Blacklisted as one of the ‘unanimous club’ of court supporters, Pitt is not known to have stood again for Parliament; but the most important, and unfortunately the most obscure, episode in his political career was yet to come. When the Duke of York attempted a rapprochement with Shaftesbury at Danby’s expense early in 1679, he preferred Pitt to another suggested intermediary as ‘the steadier man, and the more my friend’. Pitt even joined the Green Dragon Club, but no further results of this curious conjunction are known. Presumably he gave satisfaction when closeted over the repeal of the Test Act and Penal Laws, for he remained a Westminster j.p.
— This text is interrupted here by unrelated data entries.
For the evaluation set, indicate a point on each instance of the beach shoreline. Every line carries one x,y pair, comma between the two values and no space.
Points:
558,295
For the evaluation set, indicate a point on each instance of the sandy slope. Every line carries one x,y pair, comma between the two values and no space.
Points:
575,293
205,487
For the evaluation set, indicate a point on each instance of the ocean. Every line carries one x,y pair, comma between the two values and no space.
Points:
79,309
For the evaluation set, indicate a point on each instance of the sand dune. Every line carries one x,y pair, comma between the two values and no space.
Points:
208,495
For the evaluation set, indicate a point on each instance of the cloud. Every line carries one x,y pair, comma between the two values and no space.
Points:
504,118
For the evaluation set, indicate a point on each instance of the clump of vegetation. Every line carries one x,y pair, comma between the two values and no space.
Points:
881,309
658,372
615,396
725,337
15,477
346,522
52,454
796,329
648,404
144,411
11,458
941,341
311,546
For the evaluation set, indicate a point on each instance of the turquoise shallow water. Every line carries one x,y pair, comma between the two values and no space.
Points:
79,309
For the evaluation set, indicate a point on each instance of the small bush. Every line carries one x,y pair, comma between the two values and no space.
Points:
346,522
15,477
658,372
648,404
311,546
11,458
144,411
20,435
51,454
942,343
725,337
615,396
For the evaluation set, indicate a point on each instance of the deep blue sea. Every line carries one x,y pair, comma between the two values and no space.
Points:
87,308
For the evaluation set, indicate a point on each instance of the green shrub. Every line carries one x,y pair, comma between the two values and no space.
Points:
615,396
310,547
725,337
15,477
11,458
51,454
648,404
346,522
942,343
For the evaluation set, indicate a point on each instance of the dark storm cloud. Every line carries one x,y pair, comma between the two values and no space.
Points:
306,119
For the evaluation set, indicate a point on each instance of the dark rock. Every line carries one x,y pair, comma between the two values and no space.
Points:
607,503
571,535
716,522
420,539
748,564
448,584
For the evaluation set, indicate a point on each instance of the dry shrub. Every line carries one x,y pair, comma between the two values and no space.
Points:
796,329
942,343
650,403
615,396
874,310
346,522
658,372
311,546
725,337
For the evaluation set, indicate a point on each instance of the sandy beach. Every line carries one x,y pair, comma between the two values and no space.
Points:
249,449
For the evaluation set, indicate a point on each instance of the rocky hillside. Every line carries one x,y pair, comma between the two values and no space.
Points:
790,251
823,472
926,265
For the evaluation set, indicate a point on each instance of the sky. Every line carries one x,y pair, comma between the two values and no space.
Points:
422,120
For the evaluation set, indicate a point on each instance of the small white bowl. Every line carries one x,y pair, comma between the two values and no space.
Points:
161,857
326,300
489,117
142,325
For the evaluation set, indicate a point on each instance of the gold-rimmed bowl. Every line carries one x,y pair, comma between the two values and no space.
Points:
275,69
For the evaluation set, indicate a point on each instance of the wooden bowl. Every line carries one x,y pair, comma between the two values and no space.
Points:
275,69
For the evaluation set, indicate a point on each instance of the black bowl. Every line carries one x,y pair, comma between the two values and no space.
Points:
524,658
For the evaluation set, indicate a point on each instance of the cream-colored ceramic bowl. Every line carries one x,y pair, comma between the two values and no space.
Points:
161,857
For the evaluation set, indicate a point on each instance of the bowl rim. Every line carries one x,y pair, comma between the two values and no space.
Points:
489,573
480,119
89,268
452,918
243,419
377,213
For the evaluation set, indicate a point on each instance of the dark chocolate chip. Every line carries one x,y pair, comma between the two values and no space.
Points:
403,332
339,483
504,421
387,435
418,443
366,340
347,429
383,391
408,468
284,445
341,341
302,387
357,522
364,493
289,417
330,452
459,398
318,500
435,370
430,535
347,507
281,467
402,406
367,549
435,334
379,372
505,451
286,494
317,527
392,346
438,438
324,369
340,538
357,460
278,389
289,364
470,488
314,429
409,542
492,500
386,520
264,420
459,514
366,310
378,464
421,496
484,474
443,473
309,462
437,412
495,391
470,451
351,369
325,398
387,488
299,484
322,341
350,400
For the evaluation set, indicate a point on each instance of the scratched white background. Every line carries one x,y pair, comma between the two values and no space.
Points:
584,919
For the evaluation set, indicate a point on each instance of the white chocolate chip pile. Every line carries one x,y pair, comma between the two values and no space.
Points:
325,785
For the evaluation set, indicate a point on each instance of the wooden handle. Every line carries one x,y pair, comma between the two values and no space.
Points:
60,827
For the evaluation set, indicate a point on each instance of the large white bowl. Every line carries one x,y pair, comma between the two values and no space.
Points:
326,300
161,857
But one of his sons set out with the 2nd Earl of Clarendon (Henry Hyde) to join William on 2 Dec. 1688, though he appears to have changed his mind after one day’s journey, and two days later Pitt and his eldest son obtained a pass ‘to Dorset and return’.8

Pitt died on 27 July 1694. His will is that of an extremely prosperous man, providing for £5,000 portions for his daughters, £10,000 and his colliery for his second son, and a house in Turnham Green for the youngest (whom he hoped might enter the Church and take a family living). His trustees included his cousin (Sir) John Morton and Thomas Freke I; enough is known at least about the first of these to infer some resemblance in character and outlook. Pitt also endeavoured to consolidate the family interest at Wareham by endowing a school there; but although his will extends over 16 pages he failed to make his intentions sufficiently clear, and a century of litigation resulted. To his credit must be placed a legacy of £100 ‘to my honoured friend the right reverend Father in God Robert Frampton’, the non-juring bishop of Gloucester. Pitt’s son and heir made another notable marriage in his father’s lifetime, by which he became eventual heir to Freke; he was returned for Stockbridge a few months after his father’s death and for Wareham in 1698, rising to the dignity of a county Member in 1700.9

Ref Volumes: 1660-1690

Authors: M. W. Helms / John. P. Ferris

Notes

  • 1. Add. 29974, ff. 332, 449; VCH Hants, iv. 624.
  • 2. Cal. Comm. Comp. 2042.
  • 3. Carlisle, Privy Chamber, 170; Bulstrode Pprs. 314.
  • 4. R. East, Portsmouth Recs. 361.
  • 5. G. E. Aylmer, King’s Servants, 90; Procs. Dorset Nat. Hist. and Arch. Soc. lxxv. 115-7; Add. 29974, ff. 368, 409; PCC 117 Fines, 197 Box; CSP Dom. 1656-7, p. 192; SP23/214/359; Hutchins, i. 299.
  • 6. Bowman diary, ff. 48v, 49; CJ, viii. 81-82.
  • 7. CJ, viii. 456; ix. 167; x. 224; Som. and Dorset N. and Q., xix. 229; PCC 197 Box; HMC Ormonde, vii. 207; Cal. Treas. Bks. iv. 329-33; Carte, Ormond, iv. 501; Essex Letters (1770), 399; HMC 7th Rep. 492; Bulstrode Pprs. 314-15; North, Examen, 361.
  • 8. Add. 28053, f. 133; HMC Dartmouth, i. 32; Jones, First Whigs, 75; Clarendon Corresp. ii. 214-15; CSP Dom. 1687-9, p. 416.
  • 9. PCC 197 Box; Hutchins, i. 89; iv. 91.